Dalam riwayat Ibnu Jarir dalam kitab Tahdzib al-Atsar disebutkan dalam riwayat bahwa Abbas berkata kepada Nabi Shalallaahu ‘Alaihi Wasallam, “Aku melihat engkau memalingkan wajah anak pamanmu.” Rasulullah kemudian bersabda, “Ya, karena aku melihat seorang wanita dan lelaki muda dan aku khawatir bila setan masuk di antara keduanya.”
Diriwayatkan dari Ibnu Abbas radiyallahu ‘anhu bahwa ia berkata, “Al-Fadhl bin Abbas pernah membonceng Rasulullah , lalu datang seorang wanita dari Khats’am kepada Nabi untuk meminta fatwa. Al-Fadhl memandang wanita itu dan ia pun memandangnya. Akhirnya beliau memalingkan wajah Al-Fadhl dengan tangan beliau ke sisi yang lain. Wanita itu berkata, “Wahai Rasulullah, kewajiban dari Allah yang berupa ibadah haji kepada para hamba diturunkan ketika ayahku sudah tua sehingga sudah tidak mampu untuk menunggang kendaraan. Bolehlah aku menghajikannya?” Beliau menjawab, “Ya.” (Diriwayatkan oleh Ibnu Huzaimah dalam Shahihnya (4/343) dan juga oleh Bukhari dan Muslim).
Jika demikian, maka anak harus dibiasakan untuk menundukkan pandangan dari aurat di setiap tempat sehingga naluri seksualnya tidak keburu matang secara tidak sehat. Sebab, hal ini bisa menimbulkan bahaya terhadap kejiwaan, jasmani, sosial, dan moral anak.
Syaikh Abdul Hamid Kisyk dalam ceramahnya pernah mengutip perkataan salah seorang ilmuwan Jerman seputar urgensi menundukkan pandangan ini dan bahwa ia merupakan terapi satu-satunya terhadap masalah seksual.
Ia mengatakan, “Aku telah mempelajari psikologi dan berbagai obat untuk mengatasi persoalan seksual. Dan aku tidak mendapatkan satu obat pun yang lebih mujarab dari firman Allah di dalam kitab Al-Qur’an yang diturunkan kepada Nabi Muhammad Shalallaahu ‘Alaihi Wasallam, “Katakanlah kepada orang-orang yang beriman, hendaklah mereka menundukkan pandangan dan memelihara kemaluan mereka. Yang demikian itu adalah lebih suci bagi mereka. Sesungguhnya Allah Maha Mengetahui apa yang mereka perbuat.” (An-Nur: 30).

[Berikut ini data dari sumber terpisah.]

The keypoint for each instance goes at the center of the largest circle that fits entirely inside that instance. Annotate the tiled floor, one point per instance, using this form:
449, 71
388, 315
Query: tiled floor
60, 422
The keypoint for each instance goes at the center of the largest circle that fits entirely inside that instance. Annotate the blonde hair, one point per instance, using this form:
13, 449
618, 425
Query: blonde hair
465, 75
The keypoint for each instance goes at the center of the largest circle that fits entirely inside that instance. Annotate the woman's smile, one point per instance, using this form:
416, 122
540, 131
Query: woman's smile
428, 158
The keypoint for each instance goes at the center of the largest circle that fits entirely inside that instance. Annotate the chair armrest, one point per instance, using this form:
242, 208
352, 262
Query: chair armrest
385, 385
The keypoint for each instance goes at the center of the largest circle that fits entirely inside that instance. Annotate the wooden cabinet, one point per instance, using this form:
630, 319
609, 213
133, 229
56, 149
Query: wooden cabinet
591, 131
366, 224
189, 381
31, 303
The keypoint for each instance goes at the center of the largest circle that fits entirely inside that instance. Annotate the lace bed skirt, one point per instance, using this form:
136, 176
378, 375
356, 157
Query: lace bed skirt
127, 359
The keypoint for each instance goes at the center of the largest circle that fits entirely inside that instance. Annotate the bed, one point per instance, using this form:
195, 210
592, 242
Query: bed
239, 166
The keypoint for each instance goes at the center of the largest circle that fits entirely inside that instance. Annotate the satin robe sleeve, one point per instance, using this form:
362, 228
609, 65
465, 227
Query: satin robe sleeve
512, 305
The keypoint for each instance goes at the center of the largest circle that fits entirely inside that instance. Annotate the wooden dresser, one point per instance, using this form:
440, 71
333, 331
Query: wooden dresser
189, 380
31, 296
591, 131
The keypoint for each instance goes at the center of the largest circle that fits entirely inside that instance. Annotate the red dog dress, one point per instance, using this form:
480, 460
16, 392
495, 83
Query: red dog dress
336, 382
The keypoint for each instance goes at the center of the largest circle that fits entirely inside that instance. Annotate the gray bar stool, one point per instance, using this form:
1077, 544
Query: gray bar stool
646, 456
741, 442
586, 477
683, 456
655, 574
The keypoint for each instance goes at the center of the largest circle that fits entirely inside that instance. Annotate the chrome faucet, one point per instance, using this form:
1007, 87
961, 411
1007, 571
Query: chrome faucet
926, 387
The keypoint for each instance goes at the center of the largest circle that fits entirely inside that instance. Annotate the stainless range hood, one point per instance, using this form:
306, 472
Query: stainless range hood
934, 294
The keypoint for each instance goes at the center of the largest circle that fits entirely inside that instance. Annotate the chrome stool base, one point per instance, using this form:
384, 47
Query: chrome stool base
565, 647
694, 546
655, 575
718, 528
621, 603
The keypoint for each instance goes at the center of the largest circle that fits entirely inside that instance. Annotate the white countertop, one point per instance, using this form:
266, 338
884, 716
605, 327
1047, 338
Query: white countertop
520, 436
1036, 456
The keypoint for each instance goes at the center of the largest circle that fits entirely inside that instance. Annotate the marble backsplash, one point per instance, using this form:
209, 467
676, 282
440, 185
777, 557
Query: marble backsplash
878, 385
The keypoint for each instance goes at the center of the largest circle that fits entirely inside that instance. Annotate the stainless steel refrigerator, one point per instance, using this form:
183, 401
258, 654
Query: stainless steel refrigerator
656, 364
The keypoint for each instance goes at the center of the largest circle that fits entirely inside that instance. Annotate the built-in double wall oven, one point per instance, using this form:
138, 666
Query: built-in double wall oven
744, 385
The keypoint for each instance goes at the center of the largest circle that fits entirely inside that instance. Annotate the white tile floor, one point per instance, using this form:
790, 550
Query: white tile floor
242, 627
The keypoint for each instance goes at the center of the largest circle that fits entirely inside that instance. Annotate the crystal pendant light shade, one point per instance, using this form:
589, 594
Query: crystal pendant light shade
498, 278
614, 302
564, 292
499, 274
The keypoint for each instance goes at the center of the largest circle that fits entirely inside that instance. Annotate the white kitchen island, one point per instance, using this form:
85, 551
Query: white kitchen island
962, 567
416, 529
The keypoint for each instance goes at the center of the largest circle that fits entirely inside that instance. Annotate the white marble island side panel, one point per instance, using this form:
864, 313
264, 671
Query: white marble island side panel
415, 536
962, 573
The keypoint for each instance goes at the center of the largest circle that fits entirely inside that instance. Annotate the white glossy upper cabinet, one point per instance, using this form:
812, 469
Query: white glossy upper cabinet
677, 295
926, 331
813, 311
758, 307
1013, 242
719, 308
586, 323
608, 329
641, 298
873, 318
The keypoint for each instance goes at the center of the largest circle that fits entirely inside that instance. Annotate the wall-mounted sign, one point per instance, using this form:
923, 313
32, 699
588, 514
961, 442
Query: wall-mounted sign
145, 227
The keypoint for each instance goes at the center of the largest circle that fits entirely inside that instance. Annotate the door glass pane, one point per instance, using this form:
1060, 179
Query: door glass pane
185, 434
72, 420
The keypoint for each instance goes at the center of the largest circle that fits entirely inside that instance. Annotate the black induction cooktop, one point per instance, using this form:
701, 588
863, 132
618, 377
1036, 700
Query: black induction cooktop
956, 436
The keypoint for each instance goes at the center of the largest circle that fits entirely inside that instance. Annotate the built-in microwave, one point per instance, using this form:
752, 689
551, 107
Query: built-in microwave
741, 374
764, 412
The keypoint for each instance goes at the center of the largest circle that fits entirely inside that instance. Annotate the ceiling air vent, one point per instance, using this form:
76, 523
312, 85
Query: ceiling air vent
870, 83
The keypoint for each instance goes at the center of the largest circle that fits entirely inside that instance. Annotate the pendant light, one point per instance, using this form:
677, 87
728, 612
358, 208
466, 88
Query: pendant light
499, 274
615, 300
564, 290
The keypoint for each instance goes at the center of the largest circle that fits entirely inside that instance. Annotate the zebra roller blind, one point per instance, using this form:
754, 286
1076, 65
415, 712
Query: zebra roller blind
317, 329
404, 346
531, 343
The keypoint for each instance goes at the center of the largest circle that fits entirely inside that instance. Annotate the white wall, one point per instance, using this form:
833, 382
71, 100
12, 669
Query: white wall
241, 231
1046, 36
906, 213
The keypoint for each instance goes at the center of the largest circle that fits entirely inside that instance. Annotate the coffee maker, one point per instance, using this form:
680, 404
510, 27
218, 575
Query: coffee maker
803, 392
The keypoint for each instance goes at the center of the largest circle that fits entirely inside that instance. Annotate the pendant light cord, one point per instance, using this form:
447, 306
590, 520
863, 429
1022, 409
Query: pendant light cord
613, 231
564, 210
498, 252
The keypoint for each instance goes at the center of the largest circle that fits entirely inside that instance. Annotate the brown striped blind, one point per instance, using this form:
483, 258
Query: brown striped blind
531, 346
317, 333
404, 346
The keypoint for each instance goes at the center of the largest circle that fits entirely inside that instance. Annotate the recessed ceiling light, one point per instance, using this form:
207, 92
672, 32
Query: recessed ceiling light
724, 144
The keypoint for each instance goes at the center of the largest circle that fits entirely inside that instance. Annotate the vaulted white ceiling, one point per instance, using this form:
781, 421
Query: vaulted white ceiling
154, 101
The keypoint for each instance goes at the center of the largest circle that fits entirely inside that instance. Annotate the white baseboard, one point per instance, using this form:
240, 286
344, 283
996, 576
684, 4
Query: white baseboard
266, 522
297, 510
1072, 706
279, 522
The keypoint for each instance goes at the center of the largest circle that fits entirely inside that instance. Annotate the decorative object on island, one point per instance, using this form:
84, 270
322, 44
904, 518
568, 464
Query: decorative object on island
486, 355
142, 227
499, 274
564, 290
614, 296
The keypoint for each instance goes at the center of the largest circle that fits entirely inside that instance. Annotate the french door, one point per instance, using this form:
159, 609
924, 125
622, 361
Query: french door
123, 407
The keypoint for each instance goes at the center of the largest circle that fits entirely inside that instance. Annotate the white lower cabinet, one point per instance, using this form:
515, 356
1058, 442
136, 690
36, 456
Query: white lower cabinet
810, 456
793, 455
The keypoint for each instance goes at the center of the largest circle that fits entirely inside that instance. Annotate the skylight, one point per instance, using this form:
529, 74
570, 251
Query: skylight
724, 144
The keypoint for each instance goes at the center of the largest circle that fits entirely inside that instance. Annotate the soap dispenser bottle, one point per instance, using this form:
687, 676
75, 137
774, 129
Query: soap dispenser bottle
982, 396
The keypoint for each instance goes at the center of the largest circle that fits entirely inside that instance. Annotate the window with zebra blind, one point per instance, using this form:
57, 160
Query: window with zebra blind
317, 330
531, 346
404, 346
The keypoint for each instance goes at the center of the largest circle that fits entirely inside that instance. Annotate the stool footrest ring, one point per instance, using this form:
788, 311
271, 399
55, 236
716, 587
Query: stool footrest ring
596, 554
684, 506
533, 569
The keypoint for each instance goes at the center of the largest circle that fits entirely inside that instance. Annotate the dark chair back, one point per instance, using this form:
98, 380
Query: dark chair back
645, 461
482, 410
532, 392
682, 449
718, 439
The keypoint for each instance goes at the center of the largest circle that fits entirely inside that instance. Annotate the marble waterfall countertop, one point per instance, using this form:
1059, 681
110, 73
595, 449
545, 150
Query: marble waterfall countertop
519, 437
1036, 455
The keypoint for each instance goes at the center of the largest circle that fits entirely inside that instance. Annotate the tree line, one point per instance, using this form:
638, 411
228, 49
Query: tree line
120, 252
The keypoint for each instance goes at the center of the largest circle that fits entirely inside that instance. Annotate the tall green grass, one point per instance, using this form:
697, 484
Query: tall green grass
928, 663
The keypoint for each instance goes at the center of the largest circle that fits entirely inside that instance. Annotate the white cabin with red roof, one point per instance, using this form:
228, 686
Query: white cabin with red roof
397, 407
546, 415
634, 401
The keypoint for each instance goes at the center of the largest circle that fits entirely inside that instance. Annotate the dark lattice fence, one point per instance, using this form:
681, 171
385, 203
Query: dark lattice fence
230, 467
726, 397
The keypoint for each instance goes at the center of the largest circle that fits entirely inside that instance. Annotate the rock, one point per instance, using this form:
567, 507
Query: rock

Tentang masalah menutup aurat, maka seorang anak sudah mulai dibiasakan untuk melakukan hal itu seiring dengan perintah untuk mengerjakan shalat. Ia harus mengenakan pakaian untuk menutupi auratnya. Ini berlaku bagi anak laki-laki maupun anak perempuan.
Anak laki-laki akan mengenakan pakaian yang menutupi auratnya, demikian juga halnya dengan anak perempuan. Demikianlah akhirnya, anak akan tumbuh secara lurus, jiwanya akan terbina secara baik, akhlaknya menjadi lurus serta imannya menjadi kuat.*Muhammad Suwaid, dari bukunya Mendidik Anak Bersama Nabi Shalallaahu ‘Alaihi Wasallam.